These sad indignities, that are regularly forced upon young actors, and the many compromises that are the natural result of optimism and artistic ideals quickly conflating into the cynical, real- world of making a living through commercials, industrial shows, sitcom pilots and B movies, are enough to make one want to shake hands with the devil if the price is right.

This, I believe is what Rick Miller and Daniel Brooks might have been trying to get at with their latest one person show, Hardsell. They begin by addressing the big questions: the artist’s responsibility to speak to the great, pressing issues of the day: the crisis of capitalism, the persistence of poverty throughout the world, the environment, the HIV/AIDS epidemic. But in no time at all these big (and important) intellectual ideas are reduced to trivial, petty, small minded banality. They are readily assisted in this endeavor by the main (and only) character of the piece, an evil “Joker” like character in the mold of Heath Ledger’s recent interpretation of the character, who is purportedly the twin brother of one Rick Miller.

According to this guy, the artist as actor has one major responsibility that he better be good at—selling. The commodification of cultural product is now so pervasive that the artist has become nothing more than a commodities trader with the chief commodity in question being his or her own talent. Introduction to theater improv, sales and product placement 101.

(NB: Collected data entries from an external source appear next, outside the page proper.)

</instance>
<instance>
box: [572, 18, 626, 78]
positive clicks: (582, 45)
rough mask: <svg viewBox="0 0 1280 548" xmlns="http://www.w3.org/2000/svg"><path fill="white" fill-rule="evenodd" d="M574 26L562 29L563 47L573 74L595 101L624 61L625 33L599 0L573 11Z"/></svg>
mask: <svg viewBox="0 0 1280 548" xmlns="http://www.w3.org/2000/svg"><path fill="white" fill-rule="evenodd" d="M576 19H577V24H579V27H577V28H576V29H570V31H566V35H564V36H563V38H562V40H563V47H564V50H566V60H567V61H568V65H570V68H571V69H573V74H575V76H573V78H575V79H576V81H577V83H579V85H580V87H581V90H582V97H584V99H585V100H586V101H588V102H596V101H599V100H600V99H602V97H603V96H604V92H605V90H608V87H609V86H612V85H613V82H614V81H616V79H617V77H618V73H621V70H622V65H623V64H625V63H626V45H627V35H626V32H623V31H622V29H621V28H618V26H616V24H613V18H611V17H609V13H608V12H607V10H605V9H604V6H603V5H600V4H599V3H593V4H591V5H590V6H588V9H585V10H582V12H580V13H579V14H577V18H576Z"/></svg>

The Joker informs us that even the sainted Rick Miller himself has sold out to the Disney Corporation where he hosts a television program called “Just for Laughs”. A Faustian bargain if there ever was one. In no short order this Joker is selling us Hummers, touting and dissing (in the same swallow) the Coca Cola Company, having sex with Ayn Rand, riffing on the philosophy of Joseph Campbell and insulting Naomi Klein at a drunken dinner party. All this while his alter ego (the real Rick Miller) stays comfortably at home (observable on video cam) with his spouse and two daughters.

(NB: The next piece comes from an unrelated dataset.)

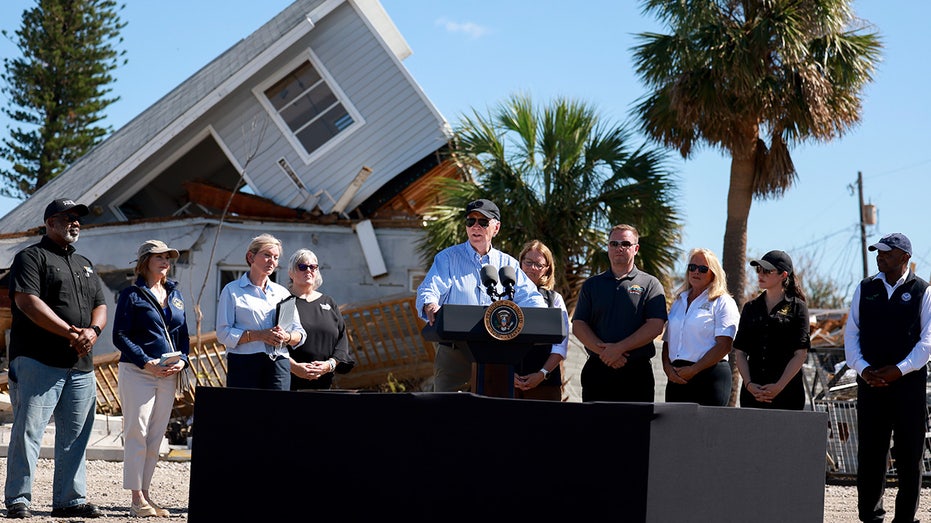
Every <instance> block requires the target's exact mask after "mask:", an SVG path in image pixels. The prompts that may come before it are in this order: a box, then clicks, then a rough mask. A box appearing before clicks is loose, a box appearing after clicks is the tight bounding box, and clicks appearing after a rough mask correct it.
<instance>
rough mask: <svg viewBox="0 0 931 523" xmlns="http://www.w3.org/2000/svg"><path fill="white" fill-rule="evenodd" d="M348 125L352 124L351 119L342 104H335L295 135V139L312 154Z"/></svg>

There is a play here somewhere but I’m not sure Brooks and Miller wanted to go where you needed to go in order to make it work. Spending an entire evening with Lucifer (who’s entirely corrupted at the git-go) really isn’t much of a dramatic arch to unfold in a running time of 80 minutes. Watching the gradual corruption and ultimate degradation of a wonderful talent like Rick Miller, however, could have been a very powerful evening of theatre—maybe even a play with two acts.  

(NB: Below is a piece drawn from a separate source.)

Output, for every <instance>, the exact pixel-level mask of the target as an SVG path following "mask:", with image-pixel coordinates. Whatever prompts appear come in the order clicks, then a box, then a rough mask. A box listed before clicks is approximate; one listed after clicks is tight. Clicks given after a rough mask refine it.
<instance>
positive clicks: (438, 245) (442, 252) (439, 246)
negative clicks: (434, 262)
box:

As the movie’s last Joker, Heath Ledger has a final confrontation with Batman in which he confronts society’s moral code that the Caped Crusader is so ardently defending: “…it’s a bad joke - dropped at the first signs of trouble. They’re only as good as the world allows them to be. You’ll see – I’ll show you… when the chips are down, these civilized people… they’ll eat each other. See I’m not a monster… I’m just ahead of the curve.”

Like I said, you might not want to go there. But have no fear, Miller and Brooks will return to Berkeley Street Theatre again next season with another one-hander entitled This Is What Happens Next, billed as “a scary fairy tale with a happy ending that tries to make sense of life in the modern world.”  We’ll all be waiting to see how things turn out.